Full title from the article: "7. Strategic investments from cloud providers into AI startups—and the associated accounting implications—will be challenged by regulators."
All these predictions are taken from Forbes/Rob Toews' "10 AI Predictions For 2024".
For the 2023 predictions you can find them here, and their resolution here.
You can find all the markets under the tag [2024 Forbes AI predictions].
I will resolve to whatever Forbes/Rob Toews say in their resolution article for 2024's predictions.
I might bet in this market, as I have no power over the resolution.
Description of this prediction from the article:
A tidal wave of investment capital has flowed from large technology companies into AI startups this year.
Microsoft invested $10 billion into OpenAI in January and then led a $1.3 billion funding round in Inflection in June. This fall, Amazon announced that it would invest up to $4 billion into Anthropic. Not to be outdone, Alphabet announced weeks later that it would invest up to $2 billion into Anthropic. Nvidia, meanwhile, has been perhaps the most prolific AI investor in the world this year, plowing money into dozens of AI startups that use its GPUs including Cohere, Inflection, Hugging Face, Mistral, CoreWeave, Inceptive, AI21 Labs and Imbue.
It is not hard to see that the motivation for making these investments is, at least in part, to secure these high-growth AI startups as long-term compute customers.
Such investments can implicate an important gray area in accounting rules. This may sound like an esoteric topic—but it will have massive implications for the competitive landscape in AI going forward.
Say a cloud vendor invests $100 million into an AI startup based on a guarantee that the startup will turn around and spend that $100 million on the cloud vendor’s services.
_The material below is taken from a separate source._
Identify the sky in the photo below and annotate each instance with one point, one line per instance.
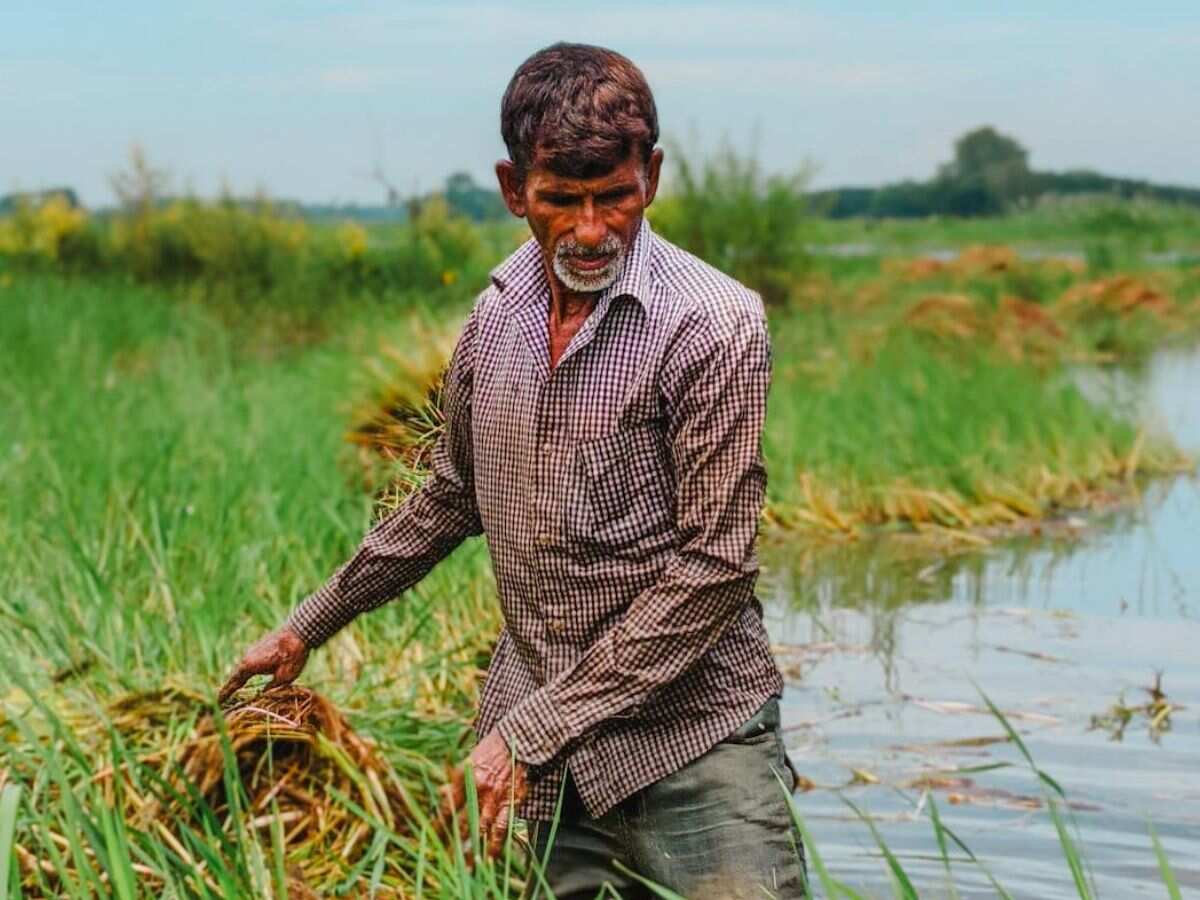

Conceptually, this is not true arms-length revenue for the cloud vendor; the vendor is, in effect, using the investment to artificially transform its own balance sheet cash into revenue.
These types of deals—often referred to as “round-tripping” (since the money goes out and comes right back in)—have raised eyebrows this year among Silicon Valley leaders like VC Bill Gurley.
The devil is in the details. Not all of the deals mentioned above necessarily represent true instances of round-tripping. It matters, for instance, whether an investment comes with an explicit obligation for the startup to spend the capital on the investor’s products, or simply encourages broad strategic collaboration between the two organizations. The contracts between Microsoft and OpenAI, or between Amazon and Anthropic, are not publicly available, so we cannot say for sure how they are structured.
But at least in some cases, cloud providers may well be recognizing revenue via these investments that they should not be.
These deals have proceeded with little to no regulatory scrutiny to this point. This will change in 2024. Expect the SEC to take a much harder look at round-tripping in AI investments next year—and expect the number and size of such deals to drop dramatically as a result.
Given that cloud providers have been one of the largest sources of capital fueling the generative AI boom to date, this could have a material impact on the overall AI fundraising environment in 2024.